Early morning, we headed to the White Rann for sunrise and what a sunrise it was! Vast white salt plains, of course when we went there was still lots of moisture in the sand so lots of places weren’t as accessible as the ad with Amitabh shows. Heading back to the home stay,we had our breakfast and headed out to check out some of the artwork of the nearby villages. Starting off at Nirona, we went first to a Traditional Rogan Work Artists house Mr Gafur. Now this is the only family in the entire world that does this kind of work, their pieces are one of a kind and they don’t sell cheap. The paint base is made by boiling castor oil for two days and then adding natural vegetable colors. A single piece of art can take anywhere between 1 month to 6 months! Here’s a picture of what the Chef bought.
Next we went to a Copper Bell maker who doesn’t use any form of welding to make his bells. All the pieces are hand made, hand hammered and joined to form some amazing bells of different size and each having a distinct sound. They actually made us hear what mass manufactured bells sound like and then gave a gong of their own bell and it was amazing! Just a 5 minute walk away was another family full of artists and most notable was their kitchen utensils maker! From a Roti roller to a wooden ladle, puppets to jewelry everything was available between 200 and 600 rupees. We were way passed our lunch time so decided to just munch on some road side vegetarian treats and then headed to Kala Dungar, or Black Rock for sun set! This is the second highest point in Kutchh and the view from here is splendid.
This was our last day as we were heading back to Bombay in the evening, but I think we kept the best for last. After having breakfast we left the Rann Homestay and headed for Kala Raksha. Now the Kala Raksha Trust, a grassroots social enterprise, is dedicated to preservation of traditional arts.
They envision this broadly, as holistic encouraging of the creative capacity of the artist. Comprising artisans, community members, and experts in the fields of art, design and museums, Kala Raksha was founded on artisan initiative in 1993 and really picked up after the 2001 earth quake. Their art is based on their real life experiences and the things they went through during and after the quake. While we were there, they were stitching a shawl (and have been working on it for the last two years) which will sell for over a lakh of rupees. As all the things here are hand made and made over a period of time, its one of the higher priced places to visit in Kutch.
We headed to Bhuj for a quick but sexy thaali meal, and then went towards the beach town of Mandvi. Mandvi is coast town, known for the Vijay Vilas Palace, clean yet crowded beaches and Dabelis. Its where the Dabeli was made first.
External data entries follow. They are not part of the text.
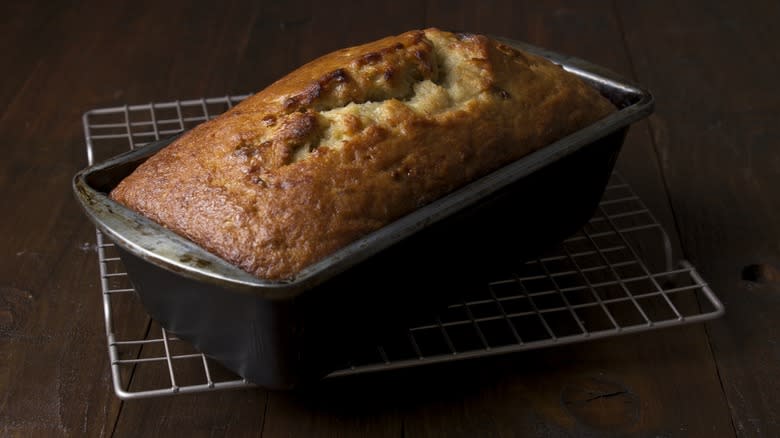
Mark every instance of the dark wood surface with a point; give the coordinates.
(707, 163)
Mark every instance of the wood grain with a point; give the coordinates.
(710, 149)
(716, 134)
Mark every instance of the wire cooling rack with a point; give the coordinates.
(615, 276)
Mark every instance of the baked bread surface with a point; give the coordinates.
(352, 141)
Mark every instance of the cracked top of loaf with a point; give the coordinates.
(351, 142)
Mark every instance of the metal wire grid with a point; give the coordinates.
(594, 285)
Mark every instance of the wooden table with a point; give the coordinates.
(707, 163)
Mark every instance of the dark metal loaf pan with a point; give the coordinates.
(281, 334)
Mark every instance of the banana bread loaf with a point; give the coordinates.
(352, 141)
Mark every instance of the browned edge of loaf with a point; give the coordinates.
(352, 141)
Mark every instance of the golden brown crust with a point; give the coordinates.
(352, 141)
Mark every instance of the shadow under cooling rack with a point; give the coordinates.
(615, 276)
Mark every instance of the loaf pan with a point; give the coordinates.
(281, 334)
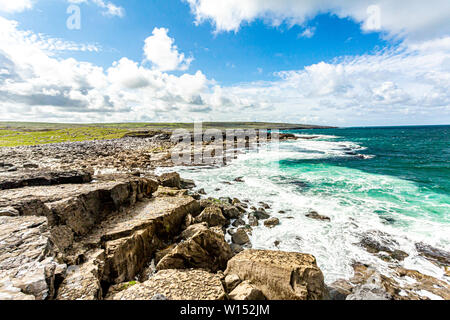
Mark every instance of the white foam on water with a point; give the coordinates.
(348, 196)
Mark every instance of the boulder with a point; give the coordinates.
(272, 222)
(231, 281)
(171, 180)
(373, 289)
(176, 285)
(252, 220)
(82, 281)
(187, 183)
(381, 243)
(193, 229)
(9, 212)
(261, 215)
(246, 291)
(230, 211)
(27, 259)
(315, 215)
(238, 222)
(340, 289)
(44, 178)
(206, 249)
(212, 216)
(438, 256)
(240, 237)
(280, 275)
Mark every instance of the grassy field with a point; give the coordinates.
(14, 134)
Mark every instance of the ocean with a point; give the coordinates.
(391, 184)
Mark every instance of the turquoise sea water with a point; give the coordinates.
(391, 184)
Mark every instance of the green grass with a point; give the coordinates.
(14, 134)
(14, 138)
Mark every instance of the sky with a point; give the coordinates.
(339, 63)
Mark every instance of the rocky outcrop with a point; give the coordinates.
(171, 180)
(43, 178)
(437, 256)
(246, 291)
(240, 237)
(272, 222)
(176, 285)
(380, 243)
(312, 214)
(206, 250)
(83, 281)
(28, 268)
(280, 275)
(212, 216)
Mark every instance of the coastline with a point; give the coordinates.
(125, 168)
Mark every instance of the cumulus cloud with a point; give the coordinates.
(10, 6)
(417, 19)
(36, 84)
(308, 33)
(160, 50)
(406, 85)
(109, 8)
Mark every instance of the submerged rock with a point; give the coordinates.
(261, 215)
(272, 222)
(435, 255)
(231, 281)
(171, 180)
(44, 178)
(240, 237)
(176, 285)
(212, 216)
(315, 215)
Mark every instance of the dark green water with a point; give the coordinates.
(388, 183)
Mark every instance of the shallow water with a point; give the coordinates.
(400, 187)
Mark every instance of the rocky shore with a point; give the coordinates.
(91, 221)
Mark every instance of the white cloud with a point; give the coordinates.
(407, 85)
(308, 33)
(415, 19)
(160, 50)
(11, 6)
(109, 8)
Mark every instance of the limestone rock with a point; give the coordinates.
(43, 178)
(315, 215)
(272, 222)
(206, 249)
(240, 237)
(230, 211)
(246, 291)
(171, 180)
(177, 285)
(27, 259)
(212, 216)
(280, 275)
(231, 282)
(437, 256)
(187, 184)
(193, 229)
(261, 215)
(82, 281)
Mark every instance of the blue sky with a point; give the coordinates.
(254, 53)
(253, 60)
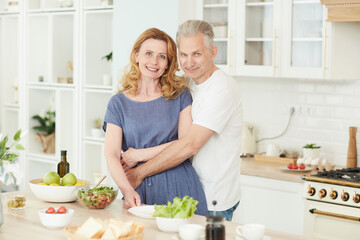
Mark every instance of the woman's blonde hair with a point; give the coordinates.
(170, 84)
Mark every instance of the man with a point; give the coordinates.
(214, 137)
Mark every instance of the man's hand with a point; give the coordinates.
(134, 178)
(132, 199)
(131, 157)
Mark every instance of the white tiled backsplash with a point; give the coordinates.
(324, 111)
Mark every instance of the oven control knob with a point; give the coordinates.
(333, 194)
(356, 198)
(322, 193)
(344, 196)
(311, 191)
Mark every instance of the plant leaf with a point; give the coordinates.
(10, 157)
(6, 177)
(17, 135)
(20, 147)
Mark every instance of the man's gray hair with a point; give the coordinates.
(192, 27)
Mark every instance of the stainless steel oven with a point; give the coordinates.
(332, 205)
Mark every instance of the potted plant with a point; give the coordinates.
(311, 151)
(107, 80)
(97, 131)
(46, 130)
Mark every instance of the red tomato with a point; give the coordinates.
(50, 210)
(61, 210)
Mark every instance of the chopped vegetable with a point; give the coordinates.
(180, 208)
(99, 197)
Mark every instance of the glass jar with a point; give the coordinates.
(215, 228)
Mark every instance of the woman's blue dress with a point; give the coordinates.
(149, 124)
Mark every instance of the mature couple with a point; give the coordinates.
(160, 125)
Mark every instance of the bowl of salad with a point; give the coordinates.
(170, 217)
(99, 197)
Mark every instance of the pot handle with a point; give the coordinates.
(314, 211)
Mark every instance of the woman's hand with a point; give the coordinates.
(131, 157)
(132, 199)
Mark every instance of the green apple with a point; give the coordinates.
(51, 177)
(69, 179)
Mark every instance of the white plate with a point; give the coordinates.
(241, 238)
(285, 168)
(143, 211)
(177, 237)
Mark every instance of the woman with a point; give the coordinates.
(153, 109)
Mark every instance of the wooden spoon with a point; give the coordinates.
(100, 181)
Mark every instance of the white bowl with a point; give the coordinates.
(56, 193)
(170, 224)
(55, 220)
(191, 231)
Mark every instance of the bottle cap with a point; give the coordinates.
(215, 218)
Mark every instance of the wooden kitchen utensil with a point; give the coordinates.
(351, 158)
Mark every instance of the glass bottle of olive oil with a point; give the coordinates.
(63, 165)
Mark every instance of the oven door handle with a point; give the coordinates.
(314, 211)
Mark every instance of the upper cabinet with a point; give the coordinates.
(275, 38)
(259, 28)
(57, 55)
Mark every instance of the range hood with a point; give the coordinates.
(343, 10)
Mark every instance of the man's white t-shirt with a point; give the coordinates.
(217, 106)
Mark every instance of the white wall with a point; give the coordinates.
(324, 109)
(324, 112)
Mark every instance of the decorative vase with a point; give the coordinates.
(47, 141)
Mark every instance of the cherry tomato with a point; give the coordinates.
(50, 210)
(61, 210)
(290, 165)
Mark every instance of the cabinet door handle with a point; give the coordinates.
(324, 51)
(228, 57)
(314, 211)
(274, 51)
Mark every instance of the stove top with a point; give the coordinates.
(345, 176)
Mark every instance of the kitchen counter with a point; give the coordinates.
(252, 167)
(25, 224)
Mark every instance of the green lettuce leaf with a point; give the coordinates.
(180, 208)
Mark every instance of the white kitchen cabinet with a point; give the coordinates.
(52, 52)
(10, 32)
(97, 86)
(274, 38)
(314, 48)
(220, 14)
(277, 204)
(259, 45)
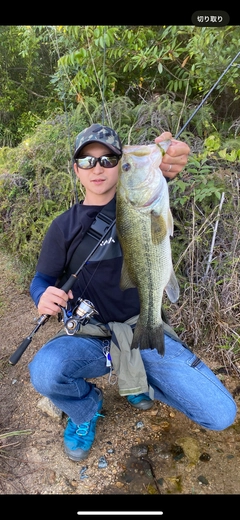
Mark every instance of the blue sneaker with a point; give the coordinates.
(78, 439)
(140, 401)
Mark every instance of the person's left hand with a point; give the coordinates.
(176, 157)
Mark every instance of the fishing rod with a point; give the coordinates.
(83, 311)
(208, 94)
(69, 283)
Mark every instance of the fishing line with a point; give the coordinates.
(208, 94)
(55, 43)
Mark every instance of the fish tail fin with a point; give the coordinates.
(147, 337)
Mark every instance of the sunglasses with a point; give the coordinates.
(106, 161)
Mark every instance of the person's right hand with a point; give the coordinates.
(51, 299)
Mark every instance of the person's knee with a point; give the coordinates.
(44, 371)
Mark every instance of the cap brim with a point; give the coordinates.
(112, 148)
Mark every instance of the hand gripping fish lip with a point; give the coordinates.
(144, 225)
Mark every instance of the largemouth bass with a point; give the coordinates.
(144, 225)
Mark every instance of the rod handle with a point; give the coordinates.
(20, 350)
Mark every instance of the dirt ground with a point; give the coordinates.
(154, 452)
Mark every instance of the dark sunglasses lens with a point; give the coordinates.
(86, 162)
(109, 162)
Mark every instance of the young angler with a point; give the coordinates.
(62, 368)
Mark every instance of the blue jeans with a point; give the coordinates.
(60, 368)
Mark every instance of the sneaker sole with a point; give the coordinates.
(143, 405)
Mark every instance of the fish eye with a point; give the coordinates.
(126, 167)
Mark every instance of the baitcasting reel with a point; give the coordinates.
(79, 315)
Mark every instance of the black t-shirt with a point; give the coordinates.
(99, 279)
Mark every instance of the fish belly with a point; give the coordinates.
(146, 266)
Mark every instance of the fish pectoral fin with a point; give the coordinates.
(125, 280)
(158, 228)
(172, 288)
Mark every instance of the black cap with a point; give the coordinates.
(98, 134)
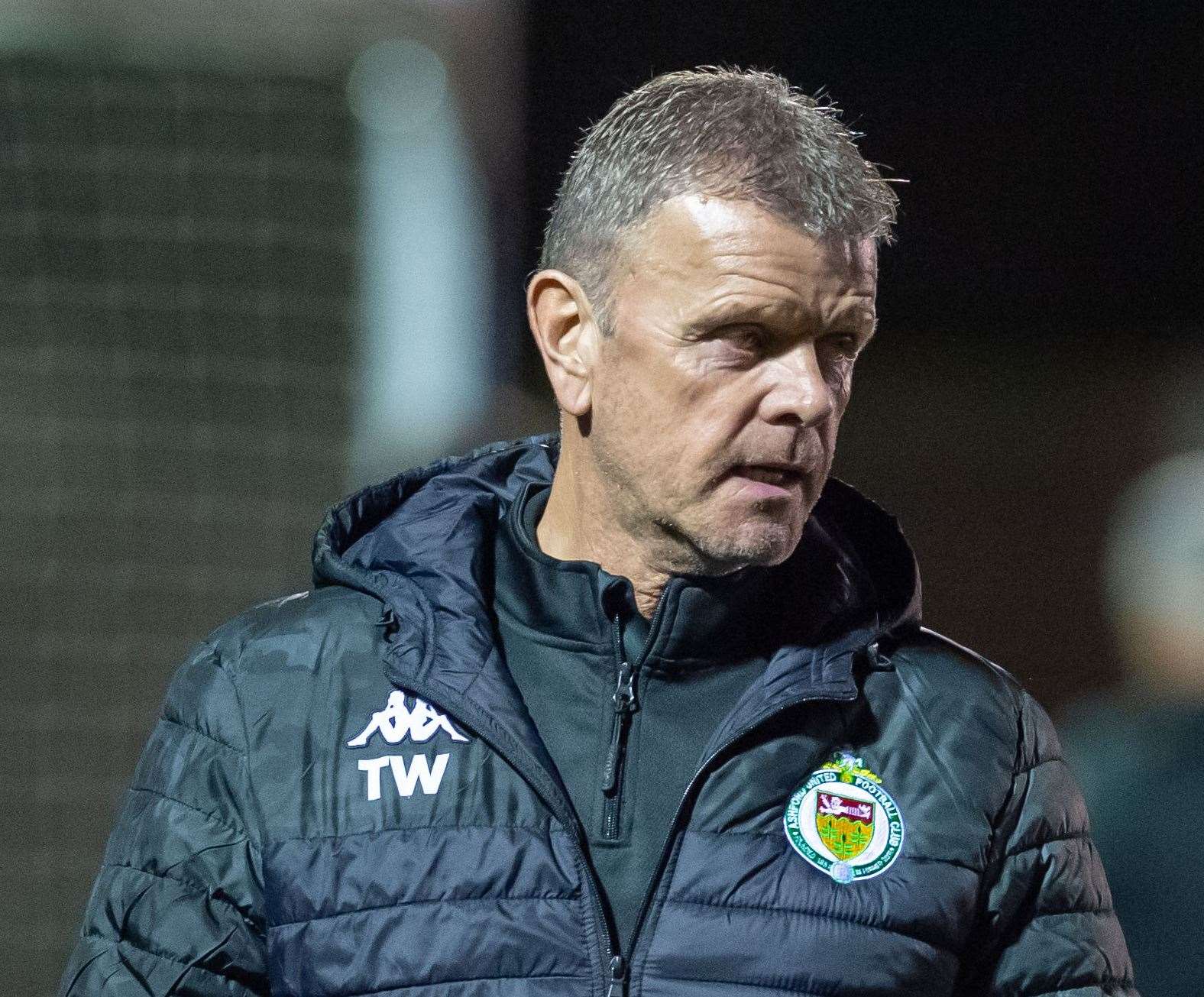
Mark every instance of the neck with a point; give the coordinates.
(581, 523)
The Palace is a fairly new structure, had great domes, open gardens and a good view of the sea. The beach which is just another 10 minutes away from the palace was crowded with horses, camels, water sports enthusiasts and families. Another sunset was witnessed by us and this was the perfect way to end our trip. We hopped onto our ride and headed back to Bhuj station for our over night train back to Bombay.
For all of us, the entire Kutchh district has been a complete discovery. The art and craft of the district is a notch above what we’ve seen anywhere else in our country and maybe even around the world. The food has also been surprisingly amazing with the various Thaalis and street food items that were on offer. With its breath taking views, the white Rann as far as the eye can see, vibrant colors and people, home to the Harrappa Civilization, Kutchh can best be sum up as something our of a fairy-tale book; Remote and Strange yet full of life, color and energy.